By contrast, NIPT is limited to screening for the risk of genetic material, with a focus on T21, T18, T13, and sex chromosome abnormalities, and it has a certain failure DR and cannot detect structural abnormalities of the fetus [26, 41]. With our strategy, a total of 137 fetuses with malformations were detected, which provides important evidence for early genetic diagnosis and more time for couples to take counseling and make decisions accordingly. This screening method also improves the DR of other chromosomal abnormalities that cannot be screened by NIPT alone. With our strategy, 1 case of trisomy 16; 1 case of trisomy 4; and 21 cases of chromosome mosaicism, deletion, or translocation were detected.
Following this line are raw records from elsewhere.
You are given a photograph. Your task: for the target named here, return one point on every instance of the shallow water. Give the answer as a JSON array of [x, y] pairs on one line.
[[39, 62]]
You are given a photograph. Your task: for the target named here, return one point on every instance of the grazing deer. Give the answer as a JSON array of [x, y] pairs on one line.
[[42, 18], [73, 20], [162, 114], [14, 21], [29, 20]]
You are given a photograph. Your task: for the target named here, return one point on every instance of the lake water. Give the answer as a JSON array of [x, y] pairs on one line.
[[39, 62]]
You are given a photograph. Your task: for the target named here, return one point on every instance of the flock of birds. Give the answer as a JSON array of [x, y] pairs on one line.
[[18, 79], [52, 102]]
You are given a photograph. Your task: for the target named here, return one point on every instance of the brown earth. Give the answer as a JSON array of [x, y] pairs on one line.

All pregnant women in our hospital will be screened for fetal structural abnormalities in the second trimester of pregnancy. Two false-negative cases were detected in our study: case number 6 and case number 16. In both cases, the diagnosis of T21 was made through amniocentesis because of the absence of NB after ultrasonography of fetal structure in the second trimester, resulting in the final termination of the pregnancy.

Our strategy improved the DR of these major trisomies and reduced its FPR. Additionally, to some extent, our approach helped some pregnant women to avoid IDT prenatally. At the same time, the DR of other chromosomal abnormalities and fetal structural abnormalities also increased.

Research implications

This study is of great significance for the screening of fetal aneuploidy and fetal structural abnormalities in the first trimester. This method can also be used to predict the risk of preeclampsia and fetal growth restriction by adding the measurement of uterine artery pulse index to the ultrasound examination. In the future, the predicted risk of preeclampsia and fetal growth restriction in pregnant women can be followed up and retrospectively analyzed.

Strengths and limitations

This study had a retrospective and single-center design. In this study, detailed ultrasound examination facilitated the identification of fetal defects in the first trimester, but detailed ultrasound examinations may not be feasible in some regions. However, the detailed ultrasound examination in the first trimester of our study followed the guidelines of FMF 11–13+6 weeks’ scans and the ISUOG recommendations [18] and can be, therefore, repeatable.

Conclusions

The findings of our study confirm that our screening method is not only has high performance but is also cost-effective for screening major fetal trisomies in Chinese populations. This screening strategy is suitable for not only pregnant women of general age but also pregnant women of advanced age. The policy also allows screening out a considerable proportion of fetuses with structural defects in the first trimester to achieve eugenics better and promote the development of eugenics.